Le CNRS
Liens utiles CNRSLe CNRSAnnuairesMots-Clefs du CNRSAutres sites
Accueil In2p3Accueil In2p3

Rechercher :

Rechercher:

  Accueil > Infos recherche > Nouvelles scientifiques

Nouvelles scientifiques

 

Paris, le 21 septembre 2009

 

Découverte d’une instabilité de la surface de Fermi lors de la transition "d’ordre caché" du métal URu2Si2

 

Une équipe du CSNSM(1) (CNRS(2) / Université Paris Sud), en collaboration avec des chercheurs allemands(3) et grenoblois(4), a découvert une instabilité dans la surface de Fermi du métal URu2Si2 lors de sa transition de phase dite "d’ordre caché". Cette découverte est cruciale pour la compréhension, en physique du solide, de l’élusif et fascinant paramètre d’ordre caché, fortement lié au phénomène de la supraconductivité pour un même matériau.

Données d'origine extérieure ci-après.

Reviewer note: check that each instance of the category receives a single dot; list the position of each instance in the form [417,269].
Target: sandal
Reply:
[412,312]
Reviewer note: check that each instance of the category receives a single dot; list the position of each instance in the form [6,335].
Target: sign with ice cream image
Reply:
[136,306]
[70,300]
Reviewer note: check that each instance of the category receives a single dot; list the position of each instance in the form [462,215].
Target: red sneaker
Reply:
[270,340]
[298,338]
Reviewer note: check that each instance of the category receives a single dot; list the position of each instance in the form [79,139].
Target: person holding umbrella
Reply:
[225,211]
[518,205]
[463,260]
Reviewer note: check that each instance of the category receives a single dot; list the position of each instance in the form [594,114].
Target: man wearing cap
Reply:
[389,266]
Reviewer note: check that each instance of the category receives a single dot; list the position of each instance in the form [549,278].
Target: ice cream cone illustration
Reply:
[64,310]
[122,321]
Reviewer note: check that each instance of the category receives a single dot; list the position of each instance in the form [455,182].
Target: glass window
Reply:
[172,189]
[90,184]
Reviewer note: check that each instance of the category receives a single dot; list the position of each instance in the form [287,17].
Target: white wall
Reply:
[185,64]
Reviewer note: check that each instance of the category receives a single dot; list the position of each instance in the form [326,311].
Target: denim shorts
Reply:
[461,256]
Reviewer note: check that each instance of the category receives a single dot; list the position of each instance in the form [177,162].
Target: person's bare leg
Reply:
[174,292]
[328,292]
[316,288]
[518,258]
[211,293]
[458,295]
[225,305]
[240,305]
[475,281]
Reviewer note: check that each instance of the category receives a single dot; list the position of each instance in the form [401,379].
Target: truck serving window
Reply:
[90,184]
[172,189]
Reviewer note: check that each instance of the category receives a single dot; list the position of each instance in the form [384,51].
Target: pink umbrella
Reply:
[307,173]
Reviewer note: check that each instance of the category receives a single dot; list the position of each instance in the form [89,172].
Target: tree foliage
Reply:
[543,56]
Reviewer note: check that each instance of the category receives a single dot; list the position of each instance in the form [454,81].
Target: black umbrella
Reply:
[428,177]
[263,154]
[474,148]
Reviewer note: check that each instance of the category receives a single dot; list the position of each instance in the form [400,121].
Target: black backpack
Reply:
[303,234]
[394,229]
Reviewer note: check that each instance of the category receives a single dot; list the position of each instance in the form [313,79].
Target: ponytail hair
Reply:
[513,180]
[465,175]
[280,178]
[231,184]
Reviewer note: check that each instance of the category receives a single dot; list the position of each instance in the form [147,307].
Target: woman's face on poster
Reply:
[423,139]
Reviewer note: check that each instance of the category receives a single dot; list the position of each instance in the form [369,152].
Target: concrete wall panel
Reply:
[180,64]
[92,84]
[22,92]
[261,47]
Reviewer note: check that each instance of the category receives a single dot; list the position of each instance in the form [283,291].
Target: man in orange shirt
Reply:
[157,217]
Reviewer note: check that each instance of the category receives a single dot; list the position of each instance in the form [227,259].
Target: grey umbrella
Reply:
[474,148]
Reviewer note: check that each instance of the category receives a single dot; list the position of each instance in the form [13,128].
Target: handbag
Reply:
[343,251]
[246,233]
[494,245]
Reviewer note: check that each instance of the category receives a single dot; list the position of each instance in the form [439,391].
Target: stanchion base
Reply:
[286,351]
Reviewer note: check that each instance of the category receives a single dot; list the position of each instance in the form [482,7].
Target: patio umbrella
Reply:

Ce résultat a fait l’objet d’un article dans la revue Nature Physics (septembre 2009).

 

La réorganisation d’un système lors d’une transition de phase est généralement accompagnée d’une rupture de symétrie et l’apparition d’un paramètre d’ordre. La cristallisation de l’eau, l’alignement des spins électroniques dans un aimant, l’apparition de la supraconductivité dans un métal refroidi, ou encore l’apparition de particules massives dans l’Univers primitif sont tous des exemples de transitions de phase.
La plupart du temps, le paramètre d’ordre associé à la transition est facilement identifié, mais il existe des cas pour lesquels on observe une transition de phase claire sans que l’on puisse identifier le paramètre d’ordre correspondant : on est confronté à un "ordre caché"(5). En physique des particules, par exemple, des modes collectifs de masse non nulle (modes "lourds", les bosons W et Z) émergent suite à une brisure de symétrie de l’interaction électrofaible. Le paramètre d’ordre associé à cette brisure de symétrie serait l’hypothétique boson de Higgs, encore non détecté et objectif majeur du LHC. En physique du solide, un exemple paradigmatique d’ordre caché est le métal URu2Si2, qui présente une transition de phase de deuxième ordre à une température To = 17,5 K, et dont le paramètre d’ordre associé reste un mystère après plus de 25 ans de recherche intensive tant expérimentale que théorique.
Dans ce matériau, les fortes répulsions entre les électrons de conduction mettent en compétition les comportements localisés et itinérants de ces électrons. La question critique est de savoir si l’ordre caché dans l’URu2Si2 survient des électrons des orbitales f localisés sur les atomes d’uranium, ou si au contraire des électrons lourds(6) itinérants, autrement dit ceux qui circulent dans tout le métal, sont à l’origine de l’instabilité donnant lieu à la transition.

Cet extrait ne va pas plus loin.